So far this year, 107 American service members have been killed in Afghanistan – compared with 155 for all of 2008, according to the website icasualties.org. Last month, there were 38 coalition fatalities, but so far in July, not yet half over, there have already been 40. British forces have lost 15 soldiers in the past 11 days.

"Certainly when we mount operations like this, we are going to take casualties," Air Chief Marshal Sir Jock Stirrup, the top uniformed officer of the British military, told reporters in Washington Monday.

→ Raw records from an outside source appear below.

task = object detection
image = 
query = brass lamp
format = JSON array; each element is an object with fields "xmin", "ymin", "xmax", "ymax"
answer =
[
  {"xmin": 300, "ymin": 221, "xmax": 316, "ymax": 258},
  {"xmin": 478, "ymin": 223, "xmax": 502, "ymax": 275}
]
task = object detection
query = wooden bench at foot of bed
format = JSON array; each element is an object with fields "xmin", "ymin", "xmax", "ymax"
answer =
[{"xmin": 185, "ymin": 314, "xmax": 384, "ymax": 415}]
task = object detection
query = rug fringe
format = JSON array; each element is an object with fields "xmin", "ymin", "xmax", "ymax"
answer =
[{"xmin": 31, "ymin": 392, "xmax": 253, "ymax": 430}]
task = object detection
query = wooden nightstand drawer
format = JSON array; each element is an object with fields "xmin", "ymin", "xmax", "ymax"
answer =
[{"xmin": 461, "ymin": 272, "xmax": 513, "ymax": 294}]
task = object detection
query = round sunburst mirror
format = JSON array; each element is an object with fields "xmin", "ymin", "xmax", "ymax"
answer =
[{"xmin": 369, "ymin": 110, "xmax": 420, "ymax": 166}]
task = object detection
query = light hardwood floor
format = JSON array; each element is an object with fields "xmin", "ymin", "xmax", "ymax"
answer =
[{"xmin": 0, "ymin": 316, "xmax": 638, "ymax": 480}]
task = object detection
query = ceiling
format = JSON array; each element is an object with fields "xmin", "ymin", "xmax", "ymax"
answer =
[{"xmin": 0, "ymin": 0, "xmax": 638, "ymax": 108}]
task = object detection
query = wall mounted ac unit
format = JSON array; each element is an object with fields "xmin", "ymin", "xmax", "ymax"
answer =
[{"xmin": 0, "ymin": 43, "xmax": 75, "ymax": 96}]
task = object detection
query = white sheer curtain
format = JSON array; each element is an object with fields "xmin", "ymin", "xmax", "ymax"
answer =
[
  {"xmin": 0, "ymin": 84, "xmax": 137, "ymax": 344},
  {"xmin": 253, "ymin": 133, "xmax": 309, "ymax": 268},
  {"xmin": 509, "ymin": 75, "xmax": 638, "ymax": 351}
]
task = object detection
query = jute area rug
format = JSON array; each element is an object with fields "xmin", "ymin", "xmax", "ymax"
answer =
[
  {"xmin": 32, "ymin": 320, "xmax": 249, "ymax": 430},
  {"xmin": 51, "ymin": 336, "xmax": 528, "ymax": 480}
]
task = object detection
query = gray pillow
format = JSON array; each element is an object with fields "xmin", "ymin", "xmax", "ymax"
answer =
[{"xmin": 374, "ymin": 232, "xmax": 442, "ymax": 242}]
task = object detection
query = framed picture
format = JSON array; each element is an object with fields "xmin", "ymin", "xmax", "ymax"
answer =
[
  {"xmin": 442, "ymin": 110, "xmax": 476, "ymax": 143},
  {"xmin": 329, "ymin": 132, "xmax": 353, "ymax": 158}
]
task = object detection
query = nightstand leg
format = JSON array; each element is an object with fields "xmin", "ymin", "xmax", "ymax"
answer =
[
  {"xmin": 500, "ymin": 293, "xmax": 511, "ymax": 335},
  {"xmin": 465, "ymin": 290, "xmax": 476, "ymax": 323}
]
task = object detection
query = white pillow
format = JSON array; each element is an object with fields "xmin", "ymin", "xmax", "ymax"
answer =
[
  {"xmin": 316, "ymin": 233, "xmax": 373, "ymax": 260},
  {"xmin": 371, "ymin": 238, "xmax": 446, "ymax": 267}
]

More violence before less?

As the US "surges" more than 21,000 additional troops into Afghanistan and commanders stage more combat operations, officials expected the increased fighting to yield more casualties. A major combat operation by US marines and British forces operating in southern Afghanistan is under way now.

The Pentagon has been at a similar point before. When the Defense Department sent an additional 20,000 US troops to Iraq in the spring of 2007, the number of American deaths soared to 126 in May, about the time all surge brigades were in place. Critics of the surge policy under President Bush, citing the rising number of fatalities, argued at the time that the surge was a mistake. Ultimately, American forces were able to reduce violence before the surge ended. Afghanistan's own surge may follow a similar path – more violence before less – because of the many similarities between the conflicts in Iraq and Afghanistan.

"When you first arrive, you run into some opposition, though the greater challenges tend to come later – in the following weeks and months – as you try to maintain your presence and create a sense of security," says Michael O'Hanlon, a senior fellow at the Brookings Institution, a think tank in Washington.

Public impatience with war

The American public may not be in the mood to endure losses from a military surge all over again – despite President Obama's popularity and his vague mandate to address spiraling violence there. Gen. Stanley McChrystal, the top commander in Afghanistan, has said he expects that he has between 18 and 24 months to show improvement. Some experts say he has less time – maybe a year.

The Pentagon has shipped and fielded more than 2,600 Mine Resistant, Ambush Protected, or MRAP, vehicles to Afghanistan. Last month it signed a contract with Oshkosh Corp. for $1 billion to make a lighter, faster MRAP, called an M-ATV, that will be shipped there starting this fall, defense officials say.